Batterijproducent LeydenJar bouwt fabriek in Eindhoven
Batterijproducent LeydenJar gaat zijn productie fors opvoeren. Het Leidse bedrijf, dat een techniek heeft ontwikkeld waarmee batterijen veel langer meegaan, gaat in Eindhoven een fabriek bouwen die binnen enkele jaren plaats moet bieden aan honderden werknemers.
LeydenJar maakt nu vooral nog batterijen voor consumentenproducten, zoals telefoons, drones, smartwatches en laptops. Het bedrijf werkt naar eigen zeggen al samen met grote spelers op het gebied van consumentenelektronica en uit de autobranche. Op termijn wil het bedrijf ook batterijen gaan produceren voor de auto- en luchtvaartindustrie.
LeydenJar kwam in 2016 voort uit onderzoeksinstituut TNO. Het bedrijf heeft een manier gevonden om de anode, de minpool van de batterij waarmee een apparaat van stroom wordt voorzien, van silicium te maken in plaats van het zeer schaarse grafiet. Hierdoor kan de capaciteit van batterijen met 70 procent verhoogd worden. Bij de productie komt volgens de onderneming bovendien tot 85 procent minder CO2 vrij.

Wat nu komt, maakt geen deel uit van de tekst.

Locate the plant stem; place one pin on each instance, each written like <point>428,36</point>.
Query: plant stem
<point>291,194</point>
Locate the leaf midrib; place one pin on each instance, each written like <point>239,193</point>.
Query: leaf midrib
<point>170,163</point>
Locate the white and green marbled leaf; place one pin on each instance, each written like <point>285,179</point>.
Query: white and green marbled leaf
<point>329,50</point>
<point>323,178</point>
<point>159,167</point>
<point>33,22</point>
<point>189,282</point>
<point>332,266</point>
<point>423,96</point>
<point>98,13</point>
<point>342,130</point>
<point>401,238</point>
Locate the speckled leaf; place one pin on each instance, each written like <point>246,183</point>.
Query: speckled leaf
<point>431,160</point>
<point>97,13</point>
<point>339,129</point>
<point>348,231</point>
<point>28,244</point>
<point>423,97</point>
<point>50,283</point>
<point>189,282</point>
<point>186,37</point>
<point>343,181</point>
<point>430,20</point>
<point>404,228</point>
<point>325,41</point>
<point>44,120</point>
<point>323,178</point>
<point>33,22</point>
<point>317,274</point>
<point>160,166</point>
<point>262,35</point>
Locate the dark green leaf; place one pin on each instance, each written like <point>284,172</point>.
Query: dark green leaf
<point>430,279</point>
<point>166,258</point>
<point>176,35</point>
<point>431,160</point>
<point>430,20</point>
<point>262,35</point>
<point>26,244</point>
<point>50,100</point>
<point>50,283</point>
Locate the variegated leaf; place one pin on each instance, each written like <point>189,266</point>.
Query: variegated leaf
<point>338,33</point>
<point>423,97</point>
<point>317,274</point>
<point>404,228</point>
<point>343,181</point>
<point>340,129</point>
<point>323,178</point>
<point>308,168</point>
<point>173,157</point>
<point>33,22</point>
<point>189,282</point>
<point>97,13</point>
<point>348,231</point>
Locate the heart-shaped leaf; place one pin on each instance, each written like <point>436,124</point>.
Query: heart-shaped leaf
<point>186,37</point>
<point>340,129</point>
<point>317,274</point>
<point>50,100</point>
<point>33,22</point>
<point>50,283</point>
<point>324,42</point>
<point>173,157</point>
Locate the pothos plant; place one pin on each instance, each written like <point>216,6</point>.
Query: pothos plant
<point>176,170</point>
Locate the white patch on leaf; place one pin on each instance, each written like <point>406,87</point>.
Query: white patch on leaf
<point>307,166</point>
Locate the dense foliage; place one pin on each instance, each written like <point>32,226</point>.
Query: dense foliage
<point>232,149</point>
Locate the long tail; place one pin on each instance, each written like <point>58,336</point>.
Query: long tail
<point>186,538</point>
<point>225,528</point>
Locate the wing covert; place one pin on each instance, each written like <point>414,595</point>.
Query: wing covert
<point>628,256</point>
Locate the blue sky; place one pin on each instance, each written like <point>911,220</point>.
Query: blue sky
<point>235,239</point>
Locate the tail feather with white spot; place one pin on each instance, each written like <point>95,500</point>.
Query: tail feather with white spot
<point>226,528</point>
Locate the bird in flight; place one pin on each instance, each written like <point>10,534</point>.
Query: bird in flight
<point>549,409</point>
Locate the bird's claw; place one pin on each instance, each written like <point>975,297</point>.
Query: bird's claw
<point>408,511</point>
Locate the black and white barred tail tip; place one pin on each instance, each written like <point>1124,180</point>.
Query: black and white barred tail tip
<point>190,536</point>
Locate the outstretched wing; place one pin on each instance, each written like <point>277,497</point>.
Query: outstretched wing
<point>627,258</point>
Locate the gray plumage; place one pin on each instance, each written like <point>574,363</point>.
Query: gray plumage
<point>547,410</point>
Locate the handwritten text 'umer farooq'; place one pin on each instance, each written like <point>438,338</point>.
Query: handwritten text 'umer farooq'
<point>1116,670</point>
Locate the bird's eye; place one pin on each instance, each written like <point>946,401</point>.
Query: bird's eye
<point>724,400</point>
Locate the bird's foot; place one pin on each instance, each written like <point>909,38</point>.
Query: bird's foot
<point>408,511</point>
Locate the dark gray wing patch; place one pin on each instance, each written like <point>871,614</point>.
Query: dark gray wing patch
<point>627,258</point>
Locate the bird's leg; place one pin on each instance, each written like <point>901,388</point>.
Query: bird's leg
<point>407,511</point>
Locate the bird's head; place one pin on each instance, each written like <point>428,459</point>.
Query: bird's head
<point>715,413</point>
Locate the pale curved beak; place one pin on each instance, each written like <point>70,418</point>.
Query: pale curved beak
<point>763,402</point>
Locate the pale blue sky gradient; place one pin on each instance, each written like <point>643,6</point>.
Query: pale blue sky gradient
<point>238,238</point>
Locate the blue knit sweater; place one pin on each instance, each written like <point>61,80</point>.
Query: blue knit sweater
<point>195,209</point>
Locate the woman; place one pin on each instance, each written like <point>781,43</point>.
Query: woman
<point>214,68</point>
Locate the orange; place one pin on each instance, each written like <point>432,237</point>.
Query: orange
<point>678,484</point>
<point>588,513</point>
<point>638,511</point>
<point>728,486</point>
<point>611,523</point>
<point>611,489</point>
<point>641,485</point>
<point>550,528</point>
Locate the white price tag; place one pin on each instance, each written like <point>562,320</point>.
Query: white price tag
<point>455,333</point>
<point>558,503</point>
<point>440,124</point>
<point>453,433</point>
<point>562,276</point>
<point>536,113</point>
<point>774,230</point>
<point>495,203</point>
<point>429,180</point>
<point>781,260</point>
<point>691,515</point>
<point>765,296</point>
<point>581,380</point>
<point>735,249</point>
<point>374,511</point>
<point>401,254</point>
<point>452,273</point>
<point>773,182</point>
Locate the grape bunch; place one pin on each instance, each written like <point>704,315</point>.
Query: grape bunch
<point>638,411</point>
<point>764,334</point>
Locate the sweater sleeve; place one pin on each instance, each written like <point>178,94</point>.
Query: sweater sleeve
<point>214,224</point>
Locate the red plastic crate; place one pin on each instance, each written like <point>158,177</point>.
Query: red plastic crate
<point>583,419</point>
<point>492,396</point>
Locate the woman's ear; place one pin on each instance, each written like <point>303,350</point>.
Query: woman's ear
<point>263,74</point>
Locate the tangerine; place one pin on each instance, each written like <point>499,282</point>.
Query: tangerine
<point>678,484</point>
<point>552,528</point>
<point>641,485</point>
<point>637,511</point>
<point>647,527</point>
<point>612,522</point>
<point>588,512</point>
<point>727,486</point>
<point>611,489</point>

De eerste machines in de nieuwe fabriek moeten in 2026 gaan draaien. Met de bouw is een bedrag van 60 miljoen euro gemoeid. De helft daarvan is afkomstig van de Europese Investeringsbank (EIB), gesteund door een garantie van de Europese Unie. In de fabriek moeten batterijen op industriële schaal geproduceerd worden, waardoor de kosten omlaag gebracht kunnen worden.
LeydenJar is vernoemd naar de ‘Leidse Fles’, een uitvinding uit 1746 van de Leidse natuurkundige Pieter van Musschenbroek waarmee energie in een glazen pot kon worden opgeslagen. Het hoofdkantoor van LeydenJar blijft in Leiden gevestigd.